Submitted to: Carbohydrate Polymers
Publication Type: Peer Reviewed Journal
Publication Acceptance Date: August 5, 2005
Publication Date: March 6, 2006
Citation: Byars, J.A., Fanta, G.F., Felker, F.C. 2006. The influence of oil on the properties of slowly-cooled jet-cooked normal corn starch dispersions. Carbohydrate Polymers. 63(3):316-322. Interpretive Summary: Excess steam jet cooking of starch and oil is the basis of the FanteskTM process that has been used at NCAUR to develop a number of important products. This work shows that the addition of oil to a jet-cooked starch dispersion can have a significant effect on its final properties. The type and amount of oil used, as well as the stirring conditions during cooling, can change the characteristics of the final product. An understanding of the effects of the product composition and cooling conditions allows for better control of the FanteskTM properties, and opens new areas of application.

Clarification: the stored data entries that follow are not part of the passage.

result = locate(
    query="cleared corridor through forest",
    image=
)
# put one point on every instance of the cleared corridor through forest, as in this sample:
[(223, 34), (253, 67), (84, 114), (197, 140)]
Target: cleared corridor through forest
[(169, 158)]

Technical Abstract: Previous work has shown that when aqueous dispersions of normal corn starch are jet-cooked under excess steam conditions, the properties of the final product depend on the manner in which the cooked dispersion is cooled. Phase separation of the component molecules of starch alters the final properties, and the extent of phase separation depends on the cooling conditions. Both irregular, amorphous particles and spherical or toroidal crystalline particles were observed in the cooled products. Stable starch-oil composites with a wide range of applications are formed if oil is jet cooked with starch, and the goal of this work was to examine the effect of the added oil on the rheological and structural properties of cooled dispersions. A Rapid Visco Analyser was used to obtain a range of cooling profiles and stirring rates. The dynamic moduli increased with the addition of oil, and the effect was greater for mineral oil than soybean oil. Light microscopy showed that the crystalline particles were not formed in the presence of oil, but samples with oil contained different types of large and small spherical particles. The change in behavior is attributed to the preferential accumulation of amylose-lipid helical inclusion complexes at the oil droplet surface.